Постоялый двор был пятый от начала шоссе по левой стороне. По правой вообще дома уже кончались, там построили спортплощадку, а дальше шли садовые участки. Дом был старый, двухэтажный, с остроконечной двускатной крышей. Не очень большой, покрашенный белой клеевой краской.
— Там наверху спит Нелли, — сказал мой зять.
Под скатом крыши по всему фасаду тянулась доска с надписью: «Привал для водителей грузовиков». Сбоку, чуть ниже, на шарнире была укреплена фара, по ночам она освещала вывеску. Но фару еще не зажгли, хотя уже совсем стемнело.
Дом находился в глубине, гораздо дальше той черты, на которой стояли другие дома. На площадке перед ним я увидел не то три, не то четыре грузовика с прицепами. Колеса грузовиков разворотили землю, кое-где в колеях еще не просохли лужи после грозы, которая пронеслась сегодня днем. Какой-то парень в комбинезоне с большим гаечным ключом в руках возился со своей машиной. Когда мы проходили мимо, зять приложил палец к козырьку фуражки, по парень, только мельком взглянув на нас, продолжал свою работу.
Внутри, в комнате для приезжих, было на редкость тихо. Откуда-то сзади доносились приглушенные звуки радио, но его никто не слушал. За столом сидели несколько человек и ели. Или, может, они просто молча курили. Как видно, мой зять знал почти всех. Он окликал их по именам, и они звали его по имени.
— Ну, Карл, как деда? — спросил он небритого человека, в волосах которого уже пробивалась седина, хотя он был не старый. Карл ел свиную ножку с кислой капустой. На большом пальце левой руки у него был свежий шрам, черный от машинного масла. Быстро взглянув на меня, он продолжал жевать.
— Мы выезжаем в пять, — сказал он с набитым ртом.
Очевидно, уже раньше обо всем было договорено.
Потом вперед вышла молодая женщина. Или девушка. Она была совсем другая, не такая, как моя сестра, это я сразу понял. Темнее — я имею в виду ее волосы и глаза. Волосы у нее были очень даже темные. Но различие, в сущности, заключалось не в этом. Прежде всего она была куда шустрее.
— Добрый вечер, детка, — сказал мой зять и потрепал ее по щеке.
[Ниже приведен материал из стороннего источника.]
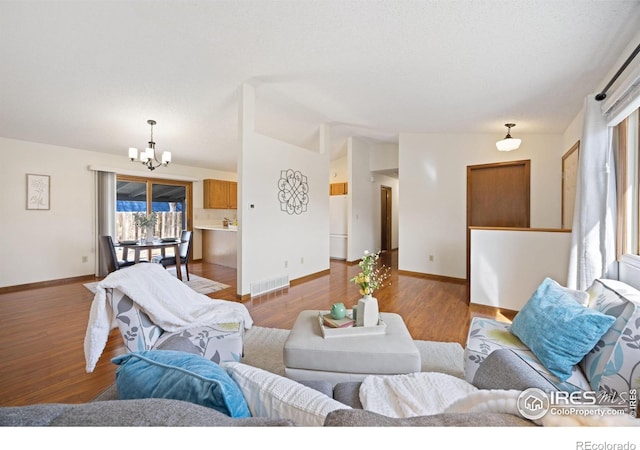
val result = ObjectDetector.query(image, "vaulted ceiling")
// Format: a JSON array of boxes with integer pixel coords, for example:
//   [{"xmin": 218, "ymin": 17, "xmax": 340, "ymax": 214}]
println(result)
[{"xmin": 0, "ymin": 0, "xmax": 640, "ymax": 171}]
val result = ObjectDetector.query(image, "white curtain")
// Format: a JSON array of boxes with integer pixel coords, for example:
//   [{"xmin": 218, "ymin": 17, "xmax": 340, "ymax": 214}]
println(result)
[
  {"xmin": 95, "ymin": 171, "xmax": 116, "ymax": 277},
  {"xmin": 567, "ymin": 95, "xmax": 618, "ymax": 290}
]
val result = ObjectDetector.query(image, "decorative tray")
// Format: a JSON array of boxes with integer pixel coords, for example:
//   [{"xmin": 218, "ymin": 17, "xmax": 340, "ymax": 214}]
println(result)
[{"xmin": 318, "ymin": 309, "xmax": 387, "ymax": 339}]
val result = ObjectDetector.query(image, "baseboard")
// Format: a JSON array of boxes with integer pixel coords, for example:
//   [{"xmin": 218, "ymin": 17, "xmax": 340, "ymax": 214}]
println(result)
[
  {"xmin": 0, "ymin": 274, "xmax": 99, "ymax": 294},
  {"xmin": 398, "ymin": 270, "xmax": 467, "ymax": 284}
]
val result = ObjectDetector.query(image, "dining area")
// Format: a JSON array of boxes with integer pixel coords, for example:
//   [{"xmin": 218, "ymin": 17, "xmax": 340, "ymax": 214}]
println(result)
[{"xmin": 101, "ymin": 230, "xmax": 193, "ymax": 280}]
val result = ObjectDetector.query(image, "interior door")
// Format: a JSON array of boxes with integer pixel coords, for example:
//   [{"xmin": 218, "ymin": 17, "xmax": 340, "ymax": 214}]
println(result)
[
  {"xmin": 380, "ymin": 186, "xmax": 393, "ymax": 250},
  {"xmin": 467, "ymin": 160, "xmax": 531, "ymax": 298}
]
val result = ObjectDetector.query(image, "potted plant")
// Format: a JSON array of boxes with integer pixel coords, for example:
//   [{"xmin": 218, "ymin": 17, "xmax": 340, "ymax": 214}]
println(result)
[
  {"xmin": 133, "ymin": 212, "xmax": 158, "ymax": 243},
  {"xmin": 349, "ymin": 250, "xmax": 390, "ymax": 327}
]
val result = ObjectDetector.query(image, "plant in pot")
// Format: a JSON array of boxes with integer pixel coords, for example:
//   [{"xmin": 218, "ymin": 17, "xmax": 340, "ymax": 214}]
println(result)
[
  {"xmin": 349, "ymin": 250, "xmax": 390, "ymax": 327},
  {"xmin": 133, "ymin": 212, "xmax": 158, "ymax": 244}
]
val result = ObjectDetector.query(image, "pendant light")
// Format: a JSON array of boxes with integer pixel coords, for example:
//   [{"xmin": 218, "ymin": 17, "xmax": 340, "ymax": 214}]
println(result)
[{"xmin": 496, "ymin": 123, "xmax": 522, "ymax": 152}]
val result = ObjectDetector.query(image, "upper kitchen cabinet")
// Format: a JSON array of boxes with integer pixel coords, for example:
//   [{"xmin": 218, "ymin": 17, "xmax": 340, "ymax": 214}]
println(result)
[
  {"xmin": 203, "ymin": 179, "xmax": 238, "ymax": 209},
  {"xmin": 329, "ymin": 183, "xmax": 348, "ymax": 195}
]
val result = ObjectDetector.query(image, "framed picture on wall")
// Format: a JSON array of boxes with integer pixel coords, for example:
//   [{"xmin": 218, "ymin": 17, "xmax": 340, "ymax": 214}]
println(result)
[{"xmin": 27, "ymin": 173, "xmax": 51, "ymax": 210}]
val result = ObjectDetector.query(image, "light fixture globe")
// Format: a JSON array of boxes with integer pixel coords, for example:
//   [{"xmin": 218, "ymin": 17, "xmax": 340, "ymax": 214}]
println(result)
[
  {"xmin": 129, "ymin": 119, "xmax": 171, "ymax": 170},
  {"xmin": 496, "ymin": 123, "xmax": 522, "ymax": 152}
]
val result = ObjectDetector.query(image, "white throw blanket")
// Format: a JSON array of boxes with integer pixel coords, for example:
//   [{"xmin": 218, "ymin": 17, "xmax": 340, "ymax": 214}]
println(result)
[
  {"xmin": 360, "ymin": 372, "xmax": 640, "ymax": 427},
  {"xmin": 84, "ymin": 263, "xmax": 253, "ymax": 373},
  {"xmin": 360, "ymin": 372, "xmax": 478, "ymax": 418}
]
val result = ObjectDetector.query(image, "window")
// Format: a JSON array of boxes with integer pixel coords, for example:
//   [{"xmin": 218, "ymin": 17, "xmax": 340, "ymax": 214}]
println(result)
[
  {"xmin": 614, "ymin": 106, "xmax": 640, "ymax": 259},
  {"xmin": 115, "ymin": 175, "xmax": 193, "ymax": 256}
]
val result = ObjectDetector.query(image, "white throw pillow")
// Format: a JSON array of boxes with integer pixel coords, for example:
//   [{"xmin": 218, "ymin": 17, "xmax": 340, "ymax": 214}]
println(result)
[{"xmin": 220, "ymin": 362, "xmax": 351, "ymax": 427}]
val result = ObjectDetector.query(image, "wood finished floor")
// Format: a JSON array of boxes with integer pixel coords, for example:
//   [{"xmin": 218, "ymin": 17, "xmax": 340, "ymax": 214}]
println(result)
[{"xmin": 0, "ymin": 252, "xmax": 512, "ymax": 406}]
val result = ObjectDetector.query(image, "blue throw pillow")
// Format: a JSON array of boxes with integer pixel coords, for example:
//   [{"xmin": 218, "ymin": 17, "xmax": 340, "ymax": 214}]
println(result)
[
  {"xmin": 111, "ymin": 350, "xmax": 251, "ymax": 417},
  {"xmin": 510, "ymin": 278, "xmax": 615, "ymax": 381}
]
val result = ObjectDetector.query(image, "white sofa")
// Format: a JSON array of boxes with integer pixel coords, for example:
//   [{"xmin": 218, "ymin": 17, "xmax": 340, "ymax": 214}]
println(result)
[{"xmin": 464, "ymin": 279, "xmax": 640, "ymax": 414}]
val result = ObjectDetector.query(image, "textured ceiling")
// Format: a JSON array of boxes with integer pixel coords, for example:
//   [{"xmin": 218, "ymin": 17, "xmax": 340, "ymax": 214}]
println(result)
[{"xmin": 0, "ymin": 0, "xmax": 640, "ymax": 171}]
Девушка не обратила на это внимания, она смотрела на меня. И я внимательно глядел на нее. У девушки были веснушки, не так уж много, на обоих крыльях носа. Я вспомнил, что должен передать ей привет от сестры. Но пока не стал. Мне казалось, что лучше обождать.
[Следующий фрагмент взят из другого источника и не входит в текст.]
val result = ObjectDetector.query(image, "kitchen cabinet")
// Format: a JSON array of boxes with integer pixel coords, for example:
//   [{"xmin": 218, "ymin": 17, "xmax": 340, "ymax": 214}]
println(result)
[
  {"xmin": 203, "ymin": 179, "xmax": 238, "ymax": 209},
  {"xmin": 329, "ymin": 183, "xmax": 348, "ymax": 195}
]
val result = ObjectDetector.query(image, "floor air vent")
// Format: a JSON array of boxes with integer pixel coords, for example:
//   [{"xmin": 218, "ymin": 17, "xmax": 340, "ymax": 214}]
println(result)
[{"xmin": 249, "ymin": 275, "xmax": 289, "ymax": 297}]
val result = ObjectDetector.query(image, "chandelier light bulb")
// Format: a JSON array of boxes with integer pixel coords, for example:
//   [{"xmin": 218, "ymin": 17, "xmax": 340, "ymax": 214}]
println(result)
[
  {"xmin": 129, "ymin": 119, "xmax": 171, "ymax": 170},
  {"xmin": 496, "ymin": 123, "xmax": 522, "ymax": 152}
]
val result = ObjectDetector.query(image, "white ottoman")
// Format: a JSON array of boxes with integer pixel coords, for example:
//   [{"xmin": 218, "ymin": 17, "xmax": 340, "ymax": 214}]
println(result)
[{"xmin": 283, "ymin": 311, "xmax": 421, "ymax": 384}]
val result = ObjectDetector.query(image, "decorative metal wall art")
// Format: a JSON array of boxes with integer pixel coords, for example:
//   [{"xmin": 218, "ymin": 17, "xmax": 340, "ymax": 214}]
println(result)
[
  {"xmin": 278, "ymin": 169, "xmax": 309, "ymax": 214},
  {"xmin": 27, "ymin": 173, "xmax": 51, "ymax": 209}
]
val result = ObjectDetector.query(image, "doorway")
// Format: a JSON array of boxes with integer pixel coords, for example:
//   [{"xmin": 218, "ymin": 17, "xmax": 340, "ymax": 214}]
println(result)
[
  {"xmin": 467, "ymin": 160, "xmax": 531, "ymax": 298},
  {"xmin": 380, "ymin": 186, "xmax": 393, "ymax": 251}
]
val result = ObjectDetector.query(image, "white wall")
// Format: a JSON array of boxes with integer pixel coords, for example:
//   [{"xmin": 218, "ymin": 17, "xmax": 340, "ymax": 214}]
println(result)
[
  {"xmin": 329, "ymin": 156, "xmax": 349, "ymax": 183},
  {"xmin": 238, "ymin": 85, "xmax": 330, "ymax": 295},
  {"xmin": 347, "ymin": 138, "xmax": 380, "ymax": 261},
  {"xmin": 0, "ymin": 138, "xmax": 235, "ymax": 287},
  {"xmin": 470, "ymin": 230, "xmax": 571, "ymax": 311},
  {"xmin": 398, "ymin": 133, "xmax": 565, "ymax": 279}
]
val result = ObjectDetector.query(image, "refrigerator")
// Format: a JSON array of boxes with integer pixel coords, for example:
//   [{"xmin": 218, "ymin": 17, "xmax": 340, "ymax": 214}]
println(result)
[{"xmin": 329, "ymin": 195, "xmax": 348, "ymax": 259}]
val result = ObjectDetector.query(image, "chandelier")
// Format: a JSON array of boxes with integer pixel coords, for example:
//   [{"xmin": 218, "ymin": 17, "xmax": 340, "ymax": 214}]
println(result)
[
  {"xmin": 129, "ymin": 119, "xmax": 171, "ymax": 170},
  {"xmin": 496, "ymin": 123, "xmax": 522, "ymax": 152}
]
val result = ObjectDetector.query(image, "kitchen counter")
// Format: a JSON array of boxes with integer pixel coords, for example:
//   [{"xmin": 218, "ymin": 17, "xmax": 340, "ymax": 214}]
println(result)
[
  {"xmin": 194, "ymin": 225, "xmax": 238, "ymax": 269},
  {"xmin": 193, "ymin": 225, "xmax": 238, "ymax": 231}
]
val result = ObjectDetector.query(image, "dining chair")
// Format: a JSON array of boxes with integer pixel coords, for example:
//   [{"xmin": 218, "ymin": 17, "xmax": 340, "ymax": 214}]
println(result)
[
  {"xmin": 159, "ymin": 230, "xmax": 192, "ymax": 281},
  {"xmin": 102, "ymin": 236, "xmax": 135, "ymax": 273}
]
— Он, стало быть, поедет завтра с Карлом до Унтерхаузена, — сказал ей мой зять. — Оттуда он за час доберется пешком до дома. А теперь принеси-ка нам две кружки пива. Жара адская.
Мой зять сел рядом с Карлом. Я запихнул рюкзак под скамейку и тоже сел с ними. Нелли пошла в конец комнаты, где, наверно, была стойка. Ходила она тоже совсем по-другому, не так, как моя сестра. Может быть, впрочем, различие заключалось в том, что она была на высоких каблуках.
— Пусть ночует в кузове, — сказал с набитым ртом Карл, — у меня там тридцать мешков кофе. На них можно здорово выспаться.
— Что делает Ханнес? — спросил кто-то из присутствующих.
Я не сразу понял, к кому он обращается: ко мне или к моему зятю. Хотя я был весь внимание. Очень странно, что они знакомы с братом матери.
— А что ему, собственно, делать? — ответил зять вместо меня.
— И этот тоже станет таможенником? — спросил тот же человек, показав на меня большим пальцем.